Many CFOs have not deeply investigated the limitations of the accounting, general ledger, and/or reporting systems that they depend upon so heavily. They often focus on these systems’ capabilities with respect to providing regulatory and financial reporting. However, there is a significant ‘new world of finance’ that CFOs can tackle by leveraging BI and data warehousing to integrate data in a way that helps transform finance processes and related analytics. Exploration of these opportunities is usually left to I/T and BI professionals, who often have limited insight into financial data and the individual processes that generate it. As a result, many CFOs are looking to partner more effectively with I/T in an effort to leverage BI-related technologies in a way that provides finance and other decision-makers with information that is more current, more accurate, and more meaningful.
The finance department sits at the information nexus of the organization. Finance can be a powerful agent of organizational change. It can leverage the information that it collects to assist executives and line of business managers to optimize processes, achieve goals, avert problems, and make decisions. Most Finance departments are playing a back office role: they are forced to spend too much time producing internal and statutory financial reports, which leaves little time to analyze data and collaborate with business managers about how to improve the business. In the process of producing all these reports, finance teams create information silos, using spreadsheets and other low-cost tools that interfere with top executives’ ability to obtain a consistent view of enterprise performance. Forward-thinking finance departments have learned to partner with the IT department—more specifically, the business intelligence (BI) team—whose job is to manage information and deliver a single version of corporate truth. In so doing, they have liberated themselves from manual data collection and report production processes so they can engage in more value-added activities.
To succeed, the BI team must create a data warehousing environment that contains all the data that the finance department needs, with the appropriate rules and calculations already applied. The data must reconcile to the penny with operational reports generated from the general ledger.
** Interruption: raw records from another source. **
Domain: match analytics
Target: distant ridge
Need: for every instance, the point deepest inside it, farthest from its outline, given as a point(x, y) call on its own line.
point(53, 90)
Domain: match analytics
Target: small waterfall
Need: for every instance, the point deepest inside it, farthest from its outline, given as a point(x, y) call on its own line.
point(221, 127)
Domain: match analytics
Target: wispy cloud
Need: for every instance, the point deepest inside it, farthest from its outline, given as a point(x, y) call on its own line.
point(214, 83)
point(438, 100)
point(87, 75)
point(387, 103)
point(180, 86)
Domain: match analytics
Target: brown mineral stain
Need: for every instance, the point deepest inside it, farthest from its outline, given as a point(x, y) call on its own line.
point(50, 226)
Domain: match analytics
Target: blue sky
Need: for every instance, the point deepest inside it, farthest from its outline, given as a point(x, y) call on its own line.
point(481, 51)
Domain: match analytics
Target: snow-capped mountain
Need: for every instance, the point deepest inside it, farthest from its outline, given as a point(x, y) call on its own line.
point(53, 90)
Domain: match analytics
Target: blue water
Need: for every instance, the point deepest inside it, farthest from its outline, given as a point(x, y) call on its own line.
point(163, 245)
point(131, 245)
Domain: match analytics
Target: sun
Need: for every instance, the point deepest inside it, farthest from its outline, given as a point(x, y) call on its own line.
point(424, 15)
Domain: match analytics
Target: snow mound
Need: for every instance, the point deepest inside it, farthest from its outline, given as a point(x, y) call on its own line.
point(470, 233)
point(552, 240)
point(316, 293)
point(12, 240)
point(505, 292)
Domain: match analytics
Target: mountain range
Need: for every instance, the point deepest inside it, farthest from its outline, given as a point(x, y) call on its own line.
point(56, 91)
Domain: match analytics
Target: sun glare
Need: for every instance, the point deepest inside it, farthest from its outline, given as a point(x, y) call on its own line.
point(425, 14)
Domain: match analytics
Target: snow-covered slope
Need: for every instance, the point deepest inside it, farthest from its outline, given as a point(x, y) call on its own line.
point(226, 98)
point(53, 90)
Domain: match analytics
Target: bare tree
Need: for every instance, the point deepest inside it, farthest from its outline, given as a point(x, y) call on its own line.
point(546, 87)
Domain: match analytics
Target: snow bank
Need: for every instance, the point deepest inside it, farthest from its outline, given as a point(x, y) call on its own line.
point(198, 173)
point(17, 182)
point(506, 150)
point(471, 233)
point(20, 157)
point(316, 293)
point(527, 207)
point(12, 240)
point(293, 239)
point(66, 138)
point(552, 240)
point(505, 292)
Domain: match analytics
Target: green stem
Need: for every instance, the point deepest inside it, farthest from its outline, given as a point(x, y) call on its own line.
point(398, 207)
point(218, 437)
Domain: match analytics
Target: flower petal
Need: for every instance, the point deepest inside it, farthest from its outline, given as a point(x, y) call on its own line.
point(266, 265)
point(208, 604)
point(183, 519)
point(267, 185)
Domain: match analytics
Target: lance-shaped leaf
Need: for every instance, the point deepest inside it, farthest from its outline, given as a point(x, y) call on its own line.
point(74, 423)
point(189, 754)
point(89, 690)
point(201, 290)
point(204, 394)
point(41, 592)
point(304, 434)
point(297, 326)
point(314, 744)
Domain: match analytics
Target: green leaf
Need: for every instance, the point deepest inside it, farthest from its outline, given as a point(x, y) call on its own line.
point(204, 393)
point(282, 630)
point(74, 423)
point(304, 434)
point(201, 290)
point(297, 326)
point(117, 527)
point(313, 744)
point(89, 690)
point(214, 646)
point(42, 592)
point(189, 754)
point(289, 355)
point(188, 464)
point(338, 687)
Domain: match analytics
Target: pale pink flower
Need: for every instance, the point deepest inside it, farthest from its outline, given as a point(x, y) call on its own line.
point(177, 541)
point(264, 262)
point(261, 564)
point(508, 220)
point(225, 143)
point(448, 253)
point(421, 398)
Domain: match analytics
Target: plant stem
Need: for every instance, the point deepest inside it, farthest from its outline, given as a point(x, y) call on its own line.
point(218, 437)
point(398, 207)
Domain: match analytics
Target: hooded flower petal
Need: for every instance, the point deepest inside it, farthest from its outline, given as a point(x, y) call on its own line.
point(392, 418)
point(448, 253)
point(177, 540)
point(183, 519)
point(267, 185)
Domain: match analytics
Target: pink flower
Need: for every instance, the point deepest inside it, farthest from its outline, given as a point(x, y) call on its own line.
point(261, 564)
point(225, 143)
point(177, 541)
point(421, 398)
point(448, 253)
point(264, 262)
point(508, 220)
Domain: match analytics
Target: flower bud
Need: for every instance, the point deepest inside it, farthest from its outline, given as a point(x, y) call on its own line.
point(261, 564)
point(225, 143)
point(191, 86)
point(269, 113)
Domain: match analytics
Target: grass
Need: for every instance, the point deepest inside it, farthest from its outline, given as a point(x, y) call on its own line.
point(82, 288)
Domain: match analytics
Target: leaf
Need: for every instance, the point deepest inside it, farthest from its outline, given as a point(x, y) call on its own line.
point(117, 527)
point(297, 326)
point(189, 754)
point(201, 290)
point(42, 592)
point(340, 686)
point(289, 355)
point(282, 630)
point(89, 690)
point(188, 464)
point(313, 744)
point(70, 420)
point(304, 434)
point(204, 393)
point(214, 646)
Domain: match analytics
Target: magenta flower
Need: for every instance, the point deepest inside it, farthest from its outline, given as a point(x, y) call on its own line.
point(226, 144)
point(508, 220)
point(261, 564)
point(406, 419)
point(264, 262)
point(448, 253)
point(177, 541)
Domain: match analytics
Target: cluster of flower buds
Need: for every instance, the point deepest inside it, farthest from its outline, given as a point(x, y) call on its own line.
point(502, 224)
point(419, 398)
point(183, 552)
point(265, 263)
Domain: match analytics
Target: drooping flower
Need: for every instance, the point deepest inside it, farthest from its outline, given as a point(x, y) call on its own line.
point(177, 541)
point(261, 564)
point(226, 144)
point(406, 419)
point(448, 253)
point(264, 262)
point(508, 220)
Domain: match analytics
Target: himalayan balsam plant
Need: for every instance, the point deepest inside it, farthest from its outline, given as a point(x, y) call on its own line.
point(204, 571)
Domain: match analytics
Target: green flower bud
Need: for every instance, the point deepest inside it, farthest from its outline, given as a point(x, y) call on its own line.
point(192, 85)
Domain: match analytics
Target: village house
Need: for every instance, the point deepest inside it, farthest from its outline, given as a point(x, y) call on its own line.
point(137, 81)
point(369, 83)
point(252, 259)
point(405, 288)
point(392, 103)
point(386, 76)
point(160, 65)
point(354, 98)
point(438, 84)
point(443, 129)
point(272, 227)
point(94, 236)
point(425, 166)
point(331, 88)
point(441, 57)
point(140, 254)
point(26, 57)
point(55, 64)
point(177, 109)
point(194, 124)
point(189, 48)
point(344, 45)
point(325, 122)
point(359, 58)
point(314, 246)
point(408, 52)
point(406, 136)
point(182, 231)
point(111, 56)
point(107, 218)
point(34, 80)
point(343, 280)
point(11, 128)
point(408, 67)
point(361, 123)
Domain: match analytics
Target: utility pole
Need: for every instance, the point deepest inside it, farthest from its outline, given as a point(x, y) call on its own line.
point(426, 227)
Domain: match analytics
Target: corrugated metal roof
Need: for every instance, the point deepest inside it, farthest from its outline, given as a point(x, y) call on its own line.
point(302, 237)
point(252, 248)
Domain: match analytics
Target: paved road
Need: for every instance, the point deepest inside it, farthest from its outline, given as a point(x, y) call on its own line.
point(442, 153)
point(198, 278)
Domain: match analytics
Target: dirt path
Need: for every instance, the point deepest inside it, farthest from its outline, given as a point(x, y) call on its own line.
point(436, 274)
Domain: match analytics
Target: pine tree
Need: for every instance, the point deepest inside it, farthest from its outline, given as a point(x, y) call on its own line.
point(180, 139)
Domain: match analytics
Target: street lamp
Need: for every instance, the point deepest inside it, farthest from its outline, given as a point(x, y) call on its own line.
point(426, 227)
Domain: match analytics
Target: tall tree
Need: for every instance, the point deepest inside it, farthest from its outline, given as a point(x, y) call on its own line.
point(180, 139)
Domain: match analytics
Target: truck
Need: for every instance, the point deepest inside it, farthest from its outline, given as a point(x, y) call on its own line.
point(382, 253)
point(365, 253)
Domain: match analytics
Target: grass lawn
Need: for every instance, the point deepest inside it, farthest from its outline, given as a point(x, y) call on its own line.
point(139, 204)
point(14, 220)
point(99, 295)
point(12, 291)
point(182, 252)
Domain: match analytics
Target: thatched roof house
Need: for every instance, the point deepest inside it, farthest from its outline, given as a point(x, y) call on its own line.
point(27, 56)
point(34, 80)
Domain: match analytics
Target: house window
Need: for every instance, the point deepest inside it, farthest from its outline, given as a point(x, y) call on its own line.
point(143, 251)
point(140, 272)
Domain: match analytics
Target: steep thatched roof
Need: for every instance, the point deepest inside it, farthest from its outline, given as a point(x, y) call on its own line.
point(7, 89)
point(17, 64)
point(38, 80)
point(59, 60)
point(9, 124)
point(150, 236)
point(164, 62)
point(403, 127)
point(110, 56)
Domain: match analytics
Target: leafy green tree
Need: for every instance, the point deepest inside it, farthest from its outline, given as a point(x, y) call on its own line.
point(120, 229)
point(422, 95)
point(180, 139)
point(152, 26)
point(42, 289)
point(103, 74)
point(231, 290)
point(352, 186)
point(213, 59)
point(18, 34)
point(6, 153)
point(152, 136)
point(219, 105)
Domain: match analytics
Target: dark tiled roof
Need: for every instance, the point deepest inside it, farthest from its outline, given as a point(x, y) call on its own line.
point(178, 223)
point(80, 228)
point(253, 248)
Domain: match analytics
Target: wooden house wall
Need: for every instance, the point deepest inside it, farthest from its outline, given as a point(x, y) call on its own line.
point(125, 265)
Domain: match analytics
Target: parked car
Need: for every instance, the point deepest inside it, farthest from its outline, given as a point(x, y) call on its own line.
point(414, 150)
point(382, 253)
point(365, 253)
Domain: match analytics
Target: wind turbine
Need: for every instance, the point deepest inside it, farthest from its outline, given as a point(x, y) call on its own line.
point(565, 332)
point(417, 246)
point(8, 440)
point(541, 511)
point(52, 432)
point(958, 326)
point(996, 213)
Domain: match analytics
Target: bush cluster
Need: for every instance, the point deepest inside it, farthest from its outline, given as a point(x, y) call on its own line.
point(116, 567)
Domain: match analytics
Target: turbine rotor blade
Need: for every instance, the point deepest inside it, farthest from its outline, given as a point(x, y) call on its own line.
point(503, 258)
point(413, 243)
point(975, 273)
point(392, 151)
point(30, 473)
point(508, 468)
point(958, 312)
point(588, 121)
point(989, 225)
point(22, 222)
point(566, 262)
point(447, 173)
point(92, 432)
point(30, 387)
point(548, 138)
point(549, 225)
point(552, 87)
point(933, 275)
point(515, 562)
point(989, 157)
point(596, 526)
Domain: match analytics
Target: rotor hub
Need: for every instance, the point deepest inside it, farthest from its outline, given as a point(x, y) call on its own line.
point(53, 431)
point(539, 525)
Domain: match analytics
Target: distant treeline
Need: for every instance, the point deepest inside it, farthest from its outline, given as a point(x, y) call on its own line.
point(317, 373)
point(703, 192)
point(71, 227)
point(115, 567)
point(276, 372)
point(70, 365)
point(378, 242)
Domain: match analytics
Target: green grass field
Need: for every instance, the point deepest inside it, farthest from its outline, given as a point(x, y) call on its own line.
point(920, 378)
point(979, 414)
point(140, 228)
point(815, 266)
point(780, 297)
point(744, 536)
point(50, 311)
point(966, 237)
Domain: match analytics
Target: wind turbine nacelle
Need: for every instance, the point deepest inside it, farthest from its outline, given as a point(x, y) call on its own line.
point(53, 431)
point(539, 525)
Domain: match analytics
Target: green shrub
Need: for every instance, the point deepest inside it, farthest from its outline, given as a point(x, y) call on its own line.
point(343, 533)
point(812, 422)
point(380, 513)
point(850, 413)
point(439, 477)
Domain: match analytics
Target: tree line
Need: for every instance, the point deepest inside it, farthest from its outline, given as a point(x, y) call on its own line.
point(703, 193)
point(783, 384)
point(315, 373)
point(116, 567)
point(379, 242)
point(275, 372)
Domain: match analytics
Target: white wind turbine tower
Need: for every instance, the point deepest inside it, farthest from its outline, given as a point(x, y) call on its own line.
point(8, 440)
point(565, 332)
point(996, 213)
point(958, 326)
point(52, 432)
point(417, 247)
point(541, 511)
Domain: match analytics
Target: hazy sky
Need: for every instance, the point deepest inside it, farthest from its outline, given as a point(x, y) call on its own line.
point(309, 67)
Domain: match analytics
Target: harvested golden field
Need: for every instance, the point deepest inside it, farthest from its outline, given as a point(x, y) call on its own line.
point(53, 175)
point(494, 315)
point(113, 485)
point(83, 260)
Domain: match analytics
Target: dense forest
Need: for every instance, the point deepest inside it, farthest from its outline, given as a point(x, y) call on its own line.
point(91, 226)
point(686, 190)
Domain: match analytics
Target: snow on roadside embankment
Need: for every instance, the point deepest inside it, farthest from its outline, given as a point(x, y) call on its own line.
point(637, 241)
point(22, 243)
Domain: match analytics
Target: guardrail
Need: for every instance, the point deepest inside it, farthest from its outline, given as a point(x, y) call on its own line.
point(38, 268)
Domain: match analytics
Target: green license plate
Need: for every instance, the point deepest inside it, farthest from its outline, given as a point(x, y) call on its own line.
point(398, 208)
The BI team must also provide reporting, analysis, dashboard, and planning tools that access the data warehouse as well as other data sources and empower finance users to explore data on their own without IT assistance. Once the BI team delivers a solid DW and BI infrastructure, the finance department can spend 80% of its time analyzing data instead of collecting it. They can work proactively with the business to forecast the future instead of report on the past. Armed with analytical insights, the finance department can collaborate with business managers to optimize pricing, reduce inventory, streamline procurement, or improve product profitability. They can help business managers evaluate options, such as whether to add more salespeople, change commission fees, partner with a new supplier, or change merchandising assortments, make new customer pricing, and build better multi-channel investments and operations. There are several great examples recently, in many industries, where the DW/BI has worked closely with the financial team, to enable a vast new set of analytics and decision-making processes. Following are just two examples of many:
A very large telecom company, with ten of millions of customers, needed to separately analyze the business and consumer customer bases. Senior management required a more consolidated, transparent, and faster view of line of business performances. Through a joint effort the team created a new subscriber reporting system capturing daily changes through self-service BI views; created a 30-line subscriber-level P&L through a portal; automated key metrics which were manual; automated average revenue per subscriber data/reports; and now provides a single, integrated platform which feeds enterprise-wide, reliable metric calculations… all for faster and more accurate resource management and decision-making. A large technology manufacturing company needed to implement a single data warehouse to achieve an easily synchronized, consistent view of company performance at any given point in time. The team determined that there was an excessive amount of manual labor and spreadsheet reliance for reporting and analytics – e.g. pricing decisions slowed by inability to integrate pricing, sales history, compliance metrics and CRM information. By consolidating and integrating financial information, the company can now quickly factor sales history and compliance behavior into product pricing negotiations and has also accelerated processes such as revenue reporting (now completed in minutes). By combining production, sales forecast and financial costing data, they can better identify which yield improvement projects will provide the highest return, generating $100 million in incremental annual gross margin. Through quick synchronization with the ERP system, they can now roll up consolidated financial data within minutes not hours.